MADRID – The prices of fruit and vegetables in Spain continue to rise. Yet the difference between what consumers pay and what farmers receive is also growing. That difference is sometimes as high as 582%.
This is the case of lettuce, one of the most consumed products in Spain. The farmer receives an average of €0.17/kg, while the distribution price rises to €1.16/kg. The difference between farmers and supermarket for this basic ingredient for salads is no less than 582%.
Extreme price increases on most purchased products
Another product that often ends up in the shopping basket of Spaniards, is the banana. This has seen the second largest price increase.
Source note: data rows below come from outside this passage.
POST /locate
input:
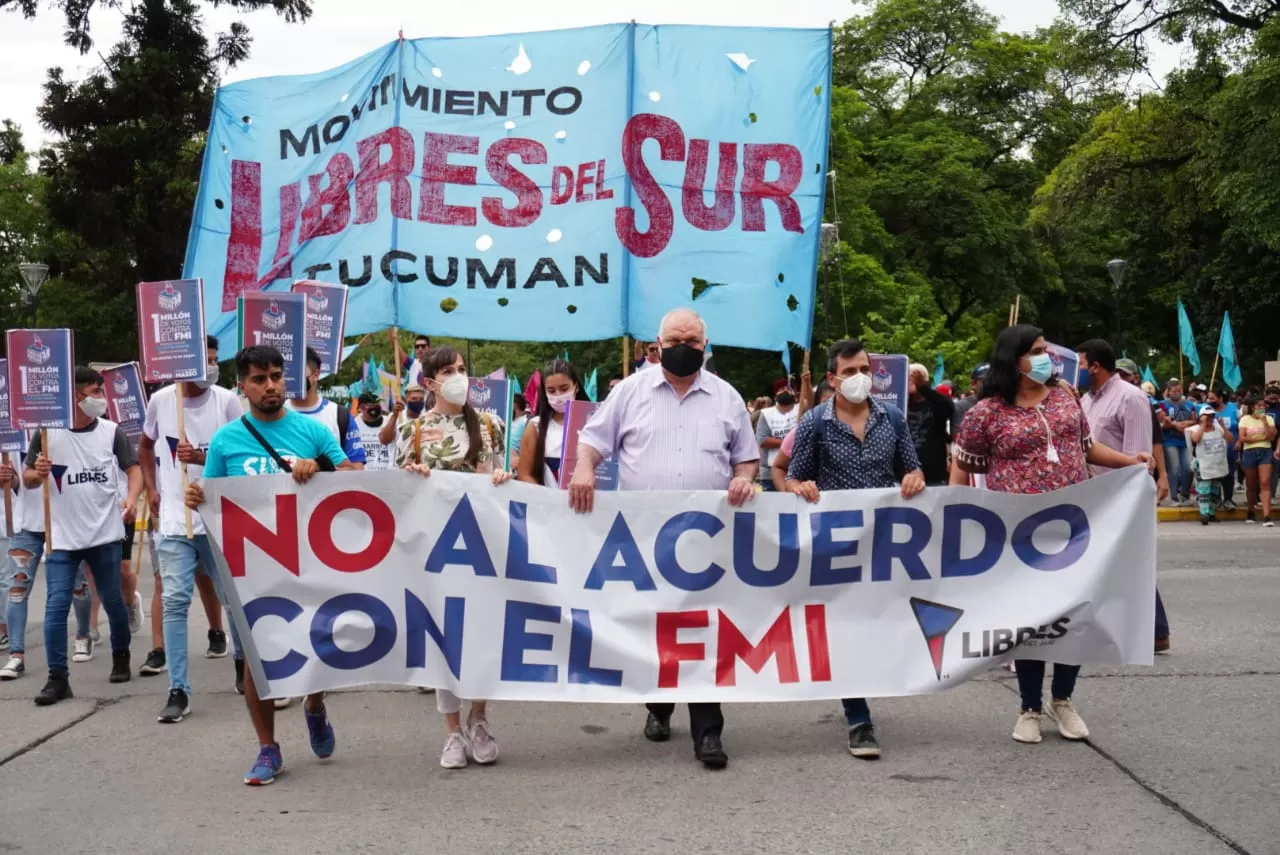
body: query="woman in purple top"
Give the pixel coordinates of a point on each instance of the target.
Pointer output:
(1028, 434)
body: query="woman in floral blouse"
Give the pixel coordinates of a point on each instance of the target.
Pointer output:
(1028, 434)
(453, 435)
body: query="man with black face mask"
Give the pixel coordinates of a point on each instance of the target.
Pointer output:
(337, 419)
(771, 429)
(378, 455)
(675, 428)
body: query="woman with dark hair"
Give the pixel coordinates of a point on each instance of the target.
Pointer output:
(544, 437)
(453, 435)
(1028, 434)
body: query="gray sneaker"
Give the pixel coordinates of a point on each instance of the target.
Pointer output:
(484, 748)
(455, 754)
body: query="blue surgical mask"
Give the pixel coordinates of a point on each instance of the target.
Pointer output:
(1041, 367)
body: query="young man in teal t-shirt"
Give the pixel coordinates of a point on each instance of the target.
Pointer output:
(304, 446)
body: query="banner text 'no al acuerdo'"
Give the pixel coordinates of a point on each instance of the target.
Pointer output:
(558, 186)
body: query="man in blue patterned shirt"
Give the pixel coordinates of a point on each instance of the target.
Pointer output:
(854, 443)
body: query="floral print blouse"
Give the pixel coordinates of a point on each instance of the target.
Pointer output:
(1027, 449)
(442, 443)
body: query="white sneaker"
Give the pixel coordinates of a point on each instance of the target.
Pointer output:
(136, 613)
(14, 668)
(83, 650)
(484, 748)
(1028, 728)
(455, 754)
(1069, 722)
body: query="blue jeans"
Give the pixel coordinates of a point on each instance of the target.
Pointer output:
(1178, 463)
(179, 559)
(856, 712)
(63, 568)
(26, 549)
(1031, 682)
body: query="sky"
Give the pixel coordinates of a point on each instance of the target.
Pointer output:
(341, 30)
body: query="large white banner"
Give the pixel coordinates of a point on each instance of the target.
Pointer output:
(504, 593)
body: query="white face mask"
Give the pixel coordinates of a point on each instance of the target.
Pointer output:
(856, 388)
(210, 378)
(560, 402)
(455, 389)
(94, 407)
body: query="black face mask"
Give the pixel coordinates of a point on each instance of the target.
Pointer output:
(682, 360)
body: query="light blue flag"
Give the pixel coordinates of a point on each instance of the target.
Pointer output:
(562, 184)
(1187, 338)
(1226, 350)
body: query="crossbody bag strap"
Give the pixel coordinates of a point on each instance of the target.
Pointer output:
(279, 461)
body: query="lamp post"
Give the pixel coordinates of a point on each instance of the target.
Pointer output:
(1116, 268)
(32, 278)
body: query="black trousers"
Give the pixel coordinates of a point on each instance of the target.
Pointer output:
(703, 718)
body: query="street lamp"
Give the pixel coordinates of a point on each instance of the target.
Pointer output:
(1116, 268)
(32, 277)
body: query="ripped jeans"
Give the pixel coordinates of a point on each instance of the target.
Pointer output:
(26, 549)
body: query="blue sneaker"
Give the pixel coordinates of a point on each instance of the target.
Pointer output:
(268, 764)
(321, 732)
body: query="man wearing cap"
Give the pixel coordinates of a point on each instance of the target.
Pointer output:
(1119, 415)
(1176, 414)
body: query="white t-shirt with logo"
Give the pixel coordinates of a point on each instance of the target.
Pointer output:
(204, 415)
(83, 495)
(376, 456)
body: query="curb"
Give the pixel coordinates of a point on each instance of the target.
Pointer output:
(1192, 515)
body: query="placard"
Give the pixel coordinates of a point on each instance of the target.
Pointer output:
(279, 320)
(890, 378)
(172, 330)
(327, 319)
(41, 376)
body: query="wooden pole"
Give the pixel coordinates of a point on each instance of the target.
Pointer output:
(179, 402)
(140, 529)
(8, 502)
(49, 511)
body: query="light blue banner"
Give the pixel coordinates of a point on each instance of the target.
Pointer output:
(560, 186)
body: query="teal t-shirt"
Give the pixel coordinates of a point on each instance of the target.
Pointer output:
(233, 451)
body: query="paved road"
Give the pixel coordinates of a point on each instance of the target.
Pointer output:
(1184, 760)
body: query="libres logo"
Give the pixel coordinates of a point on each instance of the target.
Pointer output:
(39, 352)
(273, 318)
(935, 620)
(882, 380)
(169, 298)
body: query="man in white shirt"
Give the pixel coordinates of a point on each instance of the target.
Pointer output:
(338, 420)
(81, 465)
(163, 453)
(378, 455)
(771, 429)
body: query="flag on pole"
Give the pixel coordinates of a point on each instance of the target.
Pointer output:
(1226, 350)
(1187, 338)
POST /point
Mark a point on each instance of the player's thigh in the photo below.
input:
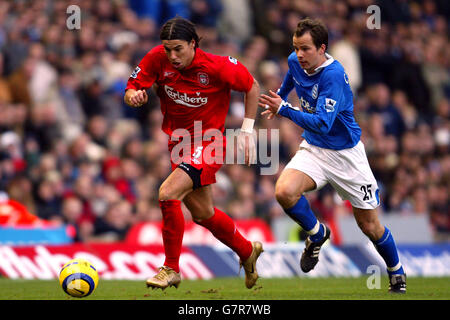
(176, 186)
(200, 203)
(352, 178)
(290, 186)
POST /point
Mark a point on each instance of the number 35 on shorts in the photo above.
(197, 154)
(368, 195)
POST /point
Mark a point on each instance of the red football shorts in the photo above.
(199, 160)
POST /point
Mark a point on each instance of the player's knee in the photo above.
(370, 228)
(285, 196)
(166, 193)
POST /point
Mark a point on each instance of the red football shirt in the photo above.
(199, 92)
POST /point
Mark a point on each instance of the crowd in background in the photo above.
(71, 151)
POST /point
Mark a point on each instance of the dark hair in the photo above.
(179, 29)
(316, 29)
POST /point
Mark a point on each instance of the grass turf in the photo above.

The difference between the price at the source and in the supermarket is 524%. The price rises from € 0.34 in the field to €2.20 in Spanish supermarkets, according to data from the Coordinator of Organisations of Farmers and Livestock Farmers (COAG).
For summer products such as watermelon and cantaloupe, the price farmers receive is 200% lower than what consumers pay later. This trend can also be seen in livestock farming. Veal has seen a price increase of 292%: while farmers in butcher shops receive 5.25€/kilo, consumers pay €20.59. In the same way, farmers sell a kilo of pork for €1.99, Spaniards have to pay 6.4 euros for it.
Farmers do not benefit from price increases
Although many Spaniards notice the higher prices in the supermarket, farmers and livestock farmers hardly benefit from this. The cost of agricultural products has increased more than six times from the price in the field to the retail price in the store. Moreover, the costs of animal products have increased almost four times.
Increased operating costs for farmers
Apart from the gap between cost and consumer prices described above, farmers operate in a context of general cost increases. This is due to the increase in the prices of fertilizers, pesticides, fuel and electricity. However, prices in the field have increased somewhat as a result, which has somewhat reduced the difference between the source and sales prices.
Distributors say they won’t raise prices much
“The major Spanish and European distributors do not apply the historical cost increases to their prices. We are their largest and safest suppliers. In a situation as complicated as this, we only ask for more sensitivity. A few euro cents more for the retail price of vegetables and fruit will not increase inflation, but will help save thousands of jobs,” said the Federation of Spanish Associations of Producers Exporters of Fruit, Vegetables, Flowers and Live Plants (Fepex).